Its ok for a submarine to sail through Canadian water, innocent passage and all that...
Actually, Underway, there is no such right of innocent passage in the NWP according to Canada's official position.
Canada drew straight lines across all the outside edges of the Arctic archipelago and claims the waters so enclosed as
internal waters of Canada. There is no right of innocent passage in internal waters. In international law, the state has absolute and unrestricted power over such waters. This position is based on what is, IMHO, a fallacy, that the ice in those passages is used by the Inuit
as if it was land to hunt, fish and travel.
I say it is a fallacy because, obviously, it only applies when there is solid ice across the whole area, i.e. in winter. In summer, when the waters are open, the Inuit use boats like everyone else. In winter, there is just no ship traffic up there, other than icebreakers on extremely rare occasions (last time CCGS Amundsen overwintered there, it did so stopped, as a floating base rather than icebreaking), and the ice reforms quickly behind them.
The US position is that the 12 NM waters from each island in the archipelago are properly
territorial waters of Canada, and up to 200 NM, are Canada's EEZ, but the NWP itself is an
international strait. In such waters, international law provides for the right of innocent passage, and in international strait, there are even more restrictions on what the nation whose waters it is can impose. The US position, BTW (12NM territorial, and 200 NM EEZ), mean that the NWP cannot be transited without, at some points (in fact multiple and over quite a wide area), being forced to enter Canadian territorial waters, and that the whole of the archipelago is unambiguously Canadian EEZ.
I also believe that the US position is wrong. The US position on the 12 NM territorial waters and 200 NM EEZ is the correct starting point, but there are still numerous bays and fiords in the Archipelago that meet the criteria of international law for enclosure with strait base lines to become internal waters, and these would have to be promulgated by Canada everywhere they are applicable, IMO, and then the 12/200 NM calculated therefrom. Also, I don't believe that the NWP meets the criteria for designation as an international strait because it simply has never been used for international navigation. There have been very very limited attempts, such as the SS Manhattan, of exploring such possibility, but it came to no fruition, and "adventurers" transiting for the sake of the adventure, but it is not and has never been used for "international navigation" as this term is employed in International law of the sea.

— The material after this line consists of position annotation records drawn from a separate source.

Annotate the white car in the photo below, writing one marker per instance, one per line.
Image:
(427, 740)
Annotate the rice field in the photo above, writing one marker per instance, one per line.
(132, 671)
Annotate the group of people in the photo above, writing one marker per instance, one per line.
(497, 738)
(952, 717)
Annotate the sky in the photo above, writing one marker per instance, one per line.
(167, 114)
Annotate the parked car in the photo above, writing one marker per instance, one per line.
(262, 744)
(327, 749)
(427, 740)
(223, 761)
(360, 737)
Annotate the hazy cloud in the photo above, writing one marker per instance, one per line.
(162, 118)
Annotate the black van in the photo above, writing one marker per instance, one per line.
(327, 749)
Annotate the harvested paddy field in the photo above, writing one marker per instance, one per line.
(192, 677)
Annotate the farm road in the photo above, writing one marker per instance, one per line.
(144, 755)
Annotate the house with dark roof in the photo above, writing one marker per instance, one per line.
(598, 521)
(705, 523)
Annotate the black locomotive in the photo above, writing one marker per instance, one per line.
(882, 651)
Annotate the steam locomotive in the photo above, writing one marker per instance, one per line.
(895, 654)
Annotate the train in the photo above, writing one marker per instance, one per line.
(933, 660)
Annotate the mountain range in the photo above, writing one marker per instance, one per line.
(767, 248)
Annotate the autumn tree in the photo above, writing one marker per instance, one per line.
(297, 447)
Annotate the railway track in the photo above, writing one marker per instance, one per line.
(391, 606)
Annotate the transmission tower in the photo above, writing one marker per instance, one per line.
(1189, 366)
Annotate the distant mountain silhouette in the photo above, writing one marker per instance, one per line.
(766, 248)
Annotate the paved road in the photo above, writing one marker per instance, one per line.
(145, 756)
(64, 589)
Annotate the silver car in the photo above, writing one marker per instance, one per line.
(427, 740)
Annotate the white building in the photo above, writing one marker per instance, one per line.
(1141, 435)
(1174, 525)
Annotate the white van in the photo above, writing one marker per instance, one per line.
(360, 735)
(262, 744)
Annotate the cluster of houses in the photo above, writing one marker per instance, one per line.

Personally, however, I think that the actual properly applicable regime should be adopted sooner rather than later by Canada and Canadian legal framework that would be workable when the waters become more accessible should be put in place as early as possible.
P.S. Little known fact: As the Arctic ice recedes more and more in the summers, there is a lot more first year ice and some multi-year bergs that break and float around, The archipelago, with its configuration and weird currents actually catches more and more of this ice, leading to more frequent, not less frequent, number of events where the NWP gets blocked by ice at various choke points in the summer. That is making navigating the passage more difficult and uncertain for navigation - not the other way around.